The plan I read about proposes central classrooms such as the one at the Armory, filled with 25 computers with all the latest gizmos, and optimally, another room with a video-conferencing rig. Students would come from all over to sit behind a computer and work "with" a teacher who is, presumably, not in the room, but is using another computer setup somewhere else, broadcasting to many of these classrooms.
Several things disturb me about this vision.
First, the whole point of this technology is that the classroom is wherever you are with your personal computer. That's why another term used for this technology is "distributed education." To put a bunch of computers in a room and ask people to come to the room completely misses the point. This makes a car or bus the most critical learning tool in the scenario. No ride, no class.
Then there's the idea of 25 people in a classroom together interacting with computers, instead of with each other. What's more, they're probably using the computers to interact with each other. Why don't they just turn the darn things off and talk to each other face to face?
Before you start thinking I'm some kind of Luddite, realize that I've been doing technology consulting for over a decade. I believe there are times students ought to be using computers individually or in groups, and other times they should be in classrooms interacting with a teacher. But putting people together in a classroom only to isolate them behind computers doesn't make sense.
I'll grant that the Department of Defense's needs differ from the general public's, and that the setup described above may work for the National Guard in certain situations. It's relatively easy to get a group of Guards together in a classroom. Their teacher, or Subject Matter Expert, (SME... it wouldn't be a real business if it didn't have acronyms...) may have more people to teach than can gather in one place. I'll bet that a teaching method that wouldn't be very popular with just us folks might work well for the Guard.
I'll also grant that there are lots of good reasons to use the Internet to reach outside of the classroom to bring remote teaching resources into students' reach.

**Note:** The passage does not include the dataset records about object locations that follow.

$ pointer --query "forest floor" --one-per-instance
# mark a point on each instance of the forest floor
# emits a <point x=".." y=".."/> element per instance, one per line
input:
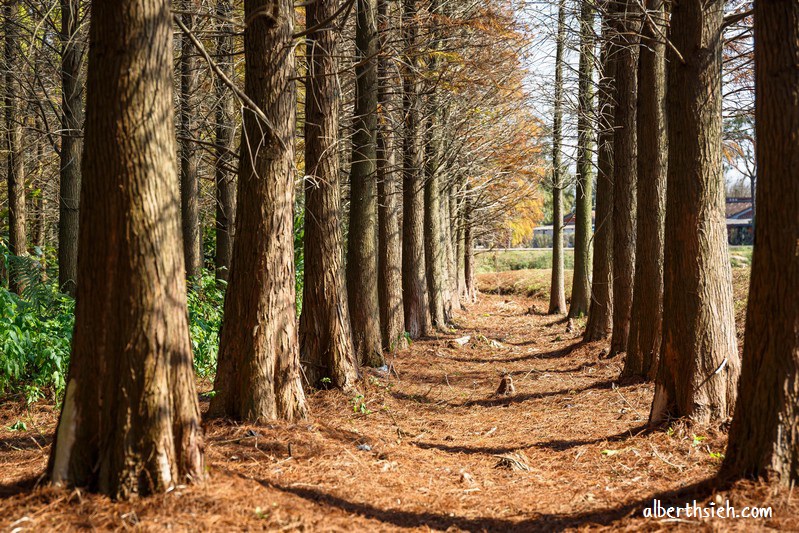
<point x="431" y="447"/>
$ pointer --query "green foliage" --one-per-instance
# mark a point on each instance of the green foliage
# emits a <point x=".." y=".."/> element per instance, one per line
<point x="36" y="330"/>
<point x="35" y="337"/>
<point x="205" y="300"/>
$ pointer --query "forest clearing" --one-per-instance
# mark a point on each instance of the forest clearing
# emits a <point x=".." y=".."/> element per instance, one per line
<point x="432" y="447"/>
<point x="376" y="265"/>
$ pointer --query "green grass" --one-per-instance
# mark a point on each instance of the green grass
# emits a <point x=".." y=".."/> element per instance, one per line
<point x="520" y="260"/>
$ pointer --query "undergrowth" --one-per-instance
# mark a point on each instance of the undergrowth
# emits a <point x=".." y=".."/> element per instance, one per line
<point x="36" y="328"/>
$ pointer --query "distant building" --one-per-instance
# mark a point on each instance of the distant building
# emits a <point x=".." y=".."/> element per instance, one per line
<point x="740" y="230"/>
<point x="740" y="213"/>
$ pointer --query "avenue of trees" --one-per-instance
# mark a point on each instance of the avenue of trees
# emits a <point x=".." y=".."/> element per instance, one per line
<point x="333" y="164"/>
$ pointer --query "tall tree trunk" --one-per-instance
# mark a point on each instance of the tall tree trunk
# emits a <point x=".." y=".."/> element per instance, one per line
<point x="414" y="279"/>
<point x="643" y="345"/>
<point x="460" y="255"/>
<point x="600" y="312"/>
<point x="433" y="245"/>
<point x="699" y="363"/>
<point x="583" y="212"/>
<point x="72" y="52"/>
<point x="189" y="157"/>
<point x="468" y="253"/>
<point x="362" y="241"/>
<point x="258" y="374"/>
<point x="557" y="292"/>
<point x="39" y="203"/>
<point x="15" y="170"/>
<point x="224" y="179"/>
<point x="389" y="275"/>
<point x="450" y="276"/>
<point x="326" y="348"/>
<point x="130" y="422"/>
<point x="763" y="438"/>
<point x="625" y="48"/>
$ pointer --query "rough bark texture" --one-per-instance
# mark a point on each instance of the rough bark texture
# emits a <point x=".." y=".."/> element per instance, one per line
<point x="130" y="422"/>
<point x="414" y="280"/>
<point x="362" y="239"/>
<point x="699" y="363"/>
<point x="764" y="438"/>
<point x="600" y="313"/>
<point x="624" y="171"/>
<point x="326" y="349"/>
<point x="557" y="290"/>
<point x="643" y="344"/>
<point x="433" y="245"/>
<point x="469" y="265"/>
<point x="389" y="275"/>
<point x="72" y="52"/>
<point x="583" y="211"/>
<point x="15" y="169"/>
<point x="189" y="156"/>
<point x="223" y="154"/>
<point x="258" y="374"/>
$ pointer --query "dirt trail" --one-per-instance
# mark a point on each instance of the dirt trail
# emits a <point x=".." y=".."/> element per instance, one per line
<point x="429" y="448"/>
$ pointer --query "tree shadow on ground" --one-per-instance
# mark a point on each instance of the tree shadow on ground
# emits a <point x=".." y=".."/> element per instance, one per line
<point x="471" y="450"/>
<point x="552" y="354"/>
<point x="25" y="442"/>
<point x="542" y="522"/>
<point x="504" y="401"/>
<point x="562" y="445"/>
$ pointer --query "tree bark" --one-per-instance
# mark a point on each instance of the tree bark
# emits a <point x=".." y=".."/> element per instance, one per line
<point x="362" y="240"/>
<point x="557" y="291"/>
<point x="258" y="374"/>
<point x="189" y="157"/>
<point x="699" y="363"/>
<point x="326" y="348"/>
<point x="223" y="161"/>
<point x="581" y="284"/>
<point x="763" y="438"/>
<point x="643" y="345"/>
<point x="389" y="273"/>
<point x="625" y="48"/>
<point x="600" y="312"/>
<point x="72" y="52"/>
<point x="130" y="422"/>
<point x="15" y="169"/>
<point x="414" y="279"/>
<point x="433" y="245"/>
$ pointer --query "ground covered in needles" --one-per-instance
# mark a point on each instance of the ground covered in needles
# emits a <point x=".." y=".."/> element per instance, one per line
<point x="428" y="445"/>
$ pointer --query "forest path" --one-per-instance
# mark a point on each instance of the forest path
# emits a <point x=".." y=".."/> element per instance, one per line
<point x="421" y="451"/>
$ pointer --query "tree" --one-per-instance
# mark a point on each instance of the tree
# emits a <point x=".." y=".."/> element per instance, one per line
<point x="414" y="280"/>
<point x="600" y="312"/>
<point x="362" y="240"/>
<point x="583" y="212"/>
<point x="130" y="422"/>
<point x="258" y="373"/>
<point x="72" y="51"/>
<point x="326" y="347"/>
<point x="643" y="344"/>
<point x="763" y="439"/>
<point x="625" y="48"/>
<point x="389" y="275"/>
<point x="15" y="166"/>
<point x="189" y="157"/>
<point x="223" y="151"/>
<point x="557" y="292"/>
<point x="699" y="363"/>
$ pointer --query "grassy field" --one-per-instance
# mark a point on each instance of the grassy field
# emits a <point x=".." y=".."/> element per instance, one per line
<point x="504" y="261"/>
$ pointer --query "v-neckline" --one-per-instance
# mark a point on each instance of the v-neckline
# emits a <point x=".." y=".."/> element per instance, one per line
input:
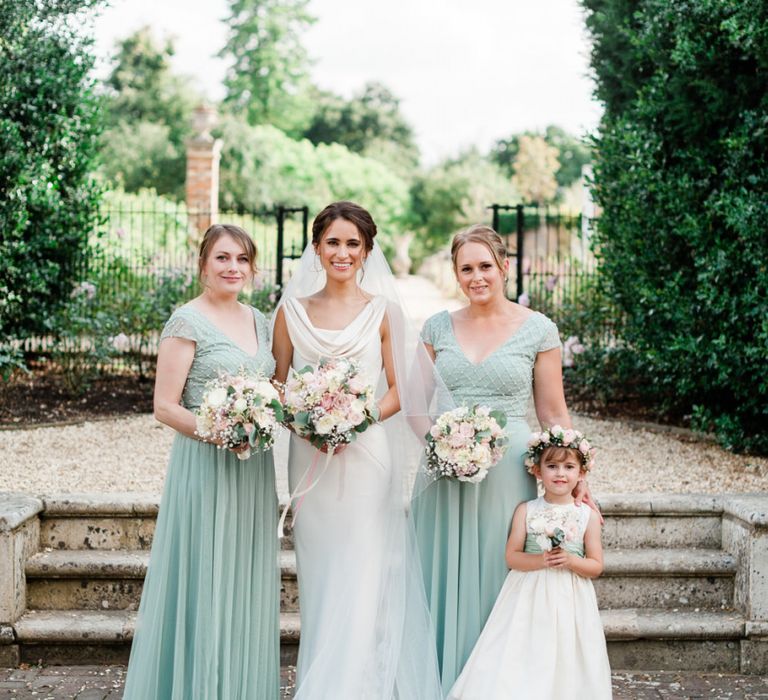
<point x="507" y="340"/>
<point x="227" y="338"/>
<point x="365" y="308"/>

But when K-12 teachers dream of using this setup to teach math to adolescents, they're not thinking straight. Subjects that can only be taught effectively by creating a rich, instantaneous interaction between a dynamic teacher and a curious student will wither on the network vine -- a vine subject to transmission delays and technical glitches. Factor in a teacher who hasn't been taught how to effectively use the technology, or a group of students who'd rather do anything but discuss what to them is surely the most boring topic in the universe, and you've got a very expensive, high tech, completely modern prescription for failure.
I'm not saying don't use computers in the classroom. I am saying to think hard about how we apply them. Replacing human interaction with computer interactivity is rarely an improvement.
Let me be clear: distributed education will change the world of education as we've come to know it. Any teaching institution that isn't studying the topic very carefully has its head in the sand. But rushing to apply the latest technology to education the way we applied nuclear technology to diplomacy will inevitably blow up in our face. The only people guaranteed to profit will be the computer makers. The benefits for teachers and students will be much less clear.